Amiamoci appassionatamente… tra soldi e galera

I soldi non servono a niente. La recensione
In scena al Teatro Sala Umberto fino al 29 aprile 2012.

Le canzoni di Rino Gaetano accompagnano lo spettatore durante l’intera pièce “I soldi non servono a niente” (dal brano meno noto, ma estremamente attuale, “Le beatitudini”, a quello più conosciuto “Mio fratello è figli unico”).Sulla scena del Teatro Sala Umberto è protagonista un cast affiatato di primo ordine con dei veri talenti di comicità e verve innata, guidati sapientemente da Claudio Boccaccini. Caratteristi eccezionali dalla voce inconfondibile sono Francesco Pannofino e Emanuela Rossi, marito e moglie nella vita e nella finzione teatrale, colleghi di lavoro come attori e come doppiatori.

Pannofino e Rossi si divertono (e divertono) nell’interpretare una coppia che da un giorno all’altro si vede costretta alla separazione.

 Nella convinzione che i soldi facciano la felicità il marito (interpretato da Pannofino) decide di farsi incarcerare al posto del suo datore di lavoro. Il datore, vero reo, è un politico. In questa trovata Nino Marino, autore dell’arguto testo, realizza una profonda critica alla società odierna, alla politica sempre più corrotta e pronta a corrompere, e lo fa con un perenne sorriso – disincantato – sulle labbra.

Durante lo spettacolo si ride molto anche perché si susseguono eventi tragicomici e paradossali; si desidera tornare in galera dopo aver ottenuto l’indulto, l’avvocato di turno è più abile nel far incarcerare i propri clienti che nel ridonare loro la libertà…

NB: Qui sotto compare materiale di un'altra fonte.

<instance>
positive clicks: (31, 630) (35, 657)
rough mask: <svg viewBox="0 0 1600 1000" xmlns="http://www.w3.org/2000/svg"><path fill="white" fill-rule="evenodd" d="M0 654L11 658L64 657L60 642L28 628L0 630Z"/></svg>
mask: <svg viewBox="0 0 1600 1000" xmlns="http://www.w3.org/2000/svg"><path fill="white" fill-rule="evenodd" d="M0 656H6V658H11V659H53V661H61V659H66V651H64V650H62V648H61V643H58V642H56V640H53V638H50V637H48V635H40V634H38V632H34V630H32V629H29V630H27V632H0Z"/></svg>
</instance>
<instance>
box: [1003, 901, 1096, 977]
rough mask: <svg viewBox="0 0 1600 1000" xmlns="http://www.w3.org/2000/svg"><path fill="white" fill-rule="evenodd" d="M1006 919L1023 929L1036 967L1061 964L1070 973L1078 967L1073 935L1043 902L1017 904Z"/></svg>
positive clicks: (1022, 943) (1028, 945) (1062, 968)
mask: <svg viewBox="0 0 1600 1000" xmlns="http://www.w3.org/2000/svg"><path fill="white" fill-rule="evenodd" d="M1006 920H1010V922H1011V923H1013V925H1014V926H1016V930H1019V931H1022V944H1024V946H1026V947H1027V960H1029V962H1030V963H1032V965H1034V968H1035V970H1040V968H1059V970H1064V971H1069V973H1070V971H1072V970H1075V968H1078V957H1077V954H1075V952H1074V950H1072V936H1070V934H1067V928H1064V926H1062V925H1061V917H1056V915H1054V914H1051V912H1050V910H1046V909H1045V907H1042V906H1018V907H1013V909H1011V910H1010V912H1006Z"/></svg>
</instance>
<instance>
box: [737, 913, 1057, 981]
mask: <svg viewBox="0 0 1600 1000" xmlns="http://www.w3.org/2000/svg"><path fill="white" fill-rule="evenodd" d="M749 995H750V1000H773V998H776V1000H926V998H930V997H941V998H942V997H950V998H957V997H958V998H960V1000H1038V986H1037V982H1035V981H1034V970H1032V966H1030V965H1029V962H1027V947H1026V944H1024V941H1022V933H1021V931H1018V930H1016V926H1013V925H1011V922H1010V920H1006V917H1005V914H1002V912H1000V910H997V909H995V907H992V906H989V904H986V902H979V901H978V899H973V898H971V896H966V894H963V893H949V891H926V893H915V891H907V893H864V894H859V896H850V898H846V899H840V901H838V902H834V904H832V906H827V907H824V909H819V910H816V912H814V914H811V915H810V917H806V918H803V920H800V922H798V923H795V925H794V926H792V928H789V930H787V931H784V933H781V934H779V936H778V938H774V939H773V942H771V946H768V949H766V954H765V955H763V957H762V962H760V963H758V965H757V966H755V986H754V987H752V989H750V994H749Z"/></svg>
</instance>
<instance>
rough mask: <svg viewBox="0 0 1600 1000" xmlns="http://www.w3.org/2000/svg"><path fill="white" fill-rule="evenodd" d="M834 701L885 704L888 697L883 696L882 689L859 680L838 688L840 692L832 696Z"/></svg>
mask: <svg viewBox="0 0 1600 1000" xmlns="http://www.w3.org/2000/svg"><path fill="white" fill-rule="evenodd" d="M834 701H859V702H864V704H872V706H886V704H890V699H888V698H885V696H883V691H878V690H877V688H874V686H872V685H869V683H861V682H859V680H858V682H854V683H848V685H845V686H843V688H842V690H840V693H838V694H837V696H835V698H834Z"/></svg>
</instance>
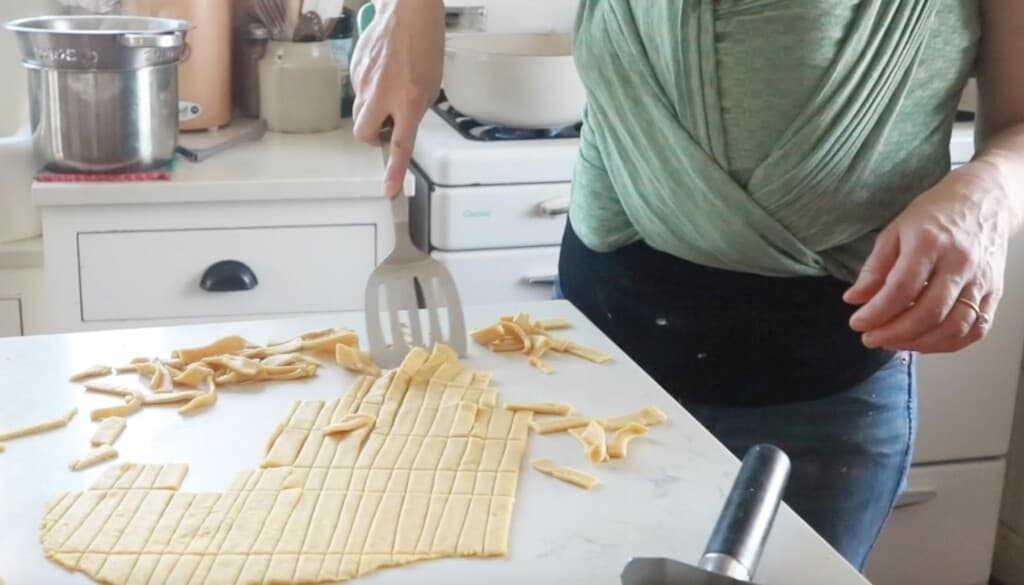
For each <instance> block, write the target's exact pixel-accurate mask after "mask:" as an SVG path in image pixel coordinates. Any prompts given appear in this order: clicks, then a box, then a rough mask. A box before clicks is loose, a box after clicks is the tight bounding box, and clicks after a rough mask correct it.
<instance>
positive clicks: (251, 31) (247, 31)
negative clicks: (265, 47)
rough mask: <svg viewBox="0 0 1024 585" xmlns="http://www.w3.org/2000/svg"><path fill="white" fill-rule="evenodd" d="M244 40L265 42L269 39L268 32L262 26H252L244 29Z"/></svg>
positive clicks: (267, 30)
mask: <svg viewBox="0 0 1024 585" xmlns="http://www.w3.org/2000/svg"><path fill="white" fill-rule="evenodd" d="M245 38H246V39H248V40H252V41H266V40H269V39H270V31H268V30H267V28H266V27H264V26H263V25H256V24H252V25H249V27H247V28H246V31H245Z"/></svg>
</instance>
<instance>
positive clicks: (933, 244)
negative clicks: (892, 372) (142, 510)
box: [845, 0, 1024, 352]
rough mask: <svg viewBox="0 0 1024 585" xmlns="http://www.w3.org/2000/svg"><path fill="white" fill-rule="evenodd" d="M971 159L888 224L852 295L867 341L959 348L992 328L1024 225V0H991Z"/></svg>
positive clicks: (933, 351) (867, 341)
mask: <svg viewBox="0 0 1024 585" xmlns="http://www.w3.org/2000/svg"><path fill="white" fill-rule="evenodd" d="M980 4H981V9H982V42H981V52H980V57H979V67H980V69H979V80H978V81H979V87H980V89H981V109H980V110H981V112H980V120H979V124H978V149H977V154H976V156H975V158H974V160H973V161H972V162H970V163H969V164H966V165H964V166H963V167H961V168H958V169H956V170H954V171H952V172H951V173H949V174H948V175H946V177H945V178H944V179H942V180H941V181H940V182H939V183H938V184H936V185H935V186H933V187H932V189H930V190H929V191H928V192H926V193H924V194H922V195H921V196H919V197H918V199H915V200H914V201H913V203H911V204H910V206H909V207H907V209H906V210H905V211H903V213H901V214H900V215H899V216H898V217H897V218H896V219H895V220H893V222H892V223H891V224H890V225H889V226H888V227H886V229H884V231H883V232H882V234H881V235H880V236H879V239H878V241H877V242H876V246H874V250H873V251H872V252H871V255H870V256H869V257H868V259H867V262H865V264H864V267H863V268H862V269H861V273H860V277H859V278H858V279H857V282H856V283H855V284H854V286H853V287H852V288H851V289H850V290H849V291H847V293H846V295H845V298H846V300H847V301H848V302H850V303H852V304H863V306H861V307H860V308H859V309H858V310H857V312H855V314H854V316H853V318H852V319H851V320H850V325H851V327H852V328H853V329H854V330H855V331H858V332H861V333H862V334H863V335H862V339H863V342H864V344H865V345H867V346H869V347H887V348H891V349H913V350H916V351H925V352H941V351H956V350H958V349H962V348H964V347H966V346H968V345H970V344H972V343H974V342H975V341H978V340H979V339H981V338H982V337H984V336H985V334H986V333H987V332H988V330H989V328H990V327H991V324H992V322H993V320H994V319H995V309H996V307H997V305H998V303H999V300H1000V298H1001V297H1002V292H1004V277H1005V270H1006V265H1007V251H1008V240H1009V239H1010V237H1011V236H1012V235H1013V234H1015V233H1016V232H1019V231H1020V229H1021V228H1022V226H1024V66H1022V65H1021V58H1022V55H1024V2H1022V1H1021V0H983V1H982V2H980Z"/></svg>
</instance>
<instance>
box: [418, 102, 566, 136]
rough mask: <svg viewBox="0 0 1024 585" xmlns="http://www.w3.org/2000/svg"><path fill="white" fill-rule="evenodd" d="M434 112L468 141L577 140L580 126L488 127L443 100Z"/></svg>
mask: <svg viewBox="0 0 1024 585" xmlns="http://www.w3.org/2000/svg"><path fill="white" fill-rule="evenodd" d="M434 112H436V113H437V115H438V116H440V117H441V118H442V119H443V120H444V121H445V122H447V123H449V125H450V126H452V127H453V128H455V129H456V130H458V131H459V133H460V134H462V135H463V137H465V138H467V139H469V140H479V141H483V142H490V141H502V140H536V139H542V138H579V137H580V128H581V127H582V126H583V125H582V124H575V125H573V126H567V127H565V128H550V129H548V128H545V129H534V128H503V127H501V126H489V125H487V124H482V123H480V122H477V121H476V120H474V119H473V118H470V117H469V116H466V115H465V114H463V113H461V112H459V111H458V110H456V109H455V108H453V107H452V105H451V103H449V102H447V101H444V100H443V98H442V99H441V100H440V101H438V102H437V103H435V105H434Z"/></svg>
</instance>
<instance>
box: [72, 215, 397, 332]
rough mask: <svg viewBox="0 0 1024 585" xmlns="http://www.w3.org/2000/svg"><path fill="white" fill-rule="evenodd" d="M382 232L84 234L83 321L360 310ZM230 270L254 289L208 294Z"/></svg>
mask: <svg viewBox="0 0 1024 585" xmlns="http://www.w3.org/2000/svg"><path fill="white" fill-rule="evenodd" d="M375 232H376V228H375V226H374V225H304V226H291V227H285V226H279V227H239V228H228V229H171V231H150V232H112V233H102V232H101V233H79V235H78V258H79V265H78V268H79V270H78V271H79V282H80V283H81V294H82V321H83V322H103V321H154V320H162V319H184V318H198V317H203V318H208V317H231V316H238V315H273V314H289V312H310V311H315V312H319V311H323V312H329V311H340V310H355V309H358V308H360V307H361V306H362V302H364V301H362V290H361V287H359V286H357V285H358V283H365V282H366V281H367V279H368V278H369V277H370V273H371V271H373V269H374V266H376V265H377V256H378V253H377V241H376V234H375ZM224 262H233V263H234V264H233V266H229V267H232V268H233V271H234V273H240V271H247V273H248V275H251V277H252V278H253V283H254V284H255V286H254V287H253V288H251V289H245V290H231V291H213V292H211V291H207V290H204V289H203V288H201V286H200V284H201V279H202V277H203V275H204V273H205V271H206V270H207V269H208V268H211V266H214V265H216V264H218V263H219V264H221V265H224V264H223V263H224ZM131 267H133V268H134V269H131ZM126 268H129V269H130V274H131V276H130V277H128V278H126V276H127V275H126ZM248 275H247V276H248ZM226 276H227V278H230V277H231V274H230V273H228V274H227V275H226ZM233 276H234V278H236V279H238V278H240V277H241V276H242V275H241V274H236V275H233ZM240 284H244V283H240Z"/></svg>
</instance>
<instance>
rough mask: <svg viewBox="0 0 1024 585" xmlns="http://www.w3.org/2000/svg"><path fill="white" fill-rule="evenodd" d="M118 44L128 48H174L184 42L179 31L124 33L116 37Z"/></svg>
mask: <svg viewBox="0 0 1024 585" xmlns="http://www.w3.org/2000/svg"><path fill="white" fill-rule="evenodd" d="M118 44H120V45H121V46H123V47H128V48H130V49H176V48H179V47H181V46H182V45H184V44H185V38H184V35H182V34H181V33H161V34H148V33H125V34H123V35H121V36H120V37H118Z"/></svg>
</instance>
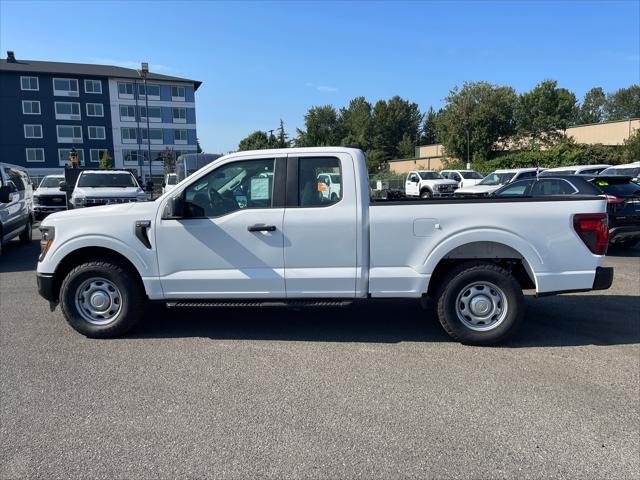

Pannofino, sempre più versatile, smette i panni del regista Renèe Ferretti della serie tv “Boris” o dell’investigatore Nero Wolf. Anche a teatro dona ai suoi personaggi una vivacità e spontaneità uniche. Accanto a lui, oltre alla già citata Emanuela Rossi (che tra l’altro durante la commedia sfoggia dei bellissimi e eleganti abiti firmati Gai Mattiolo), ci sono Felice della Corte nel ruolo del politico napoletano malfamato, Andrea Lolli (sbadato avvocato), Paolo Perinelli (nel ruolo del maggiordomo colto che dispensa aforismi nel corso delle giornate).

E come canta, con ironia, Rino Gaetano: “Beati i bulli di quartiere perché non sanno ciò che fanno/ Ed i parlamentari ladri che sicuramente lo sanno”.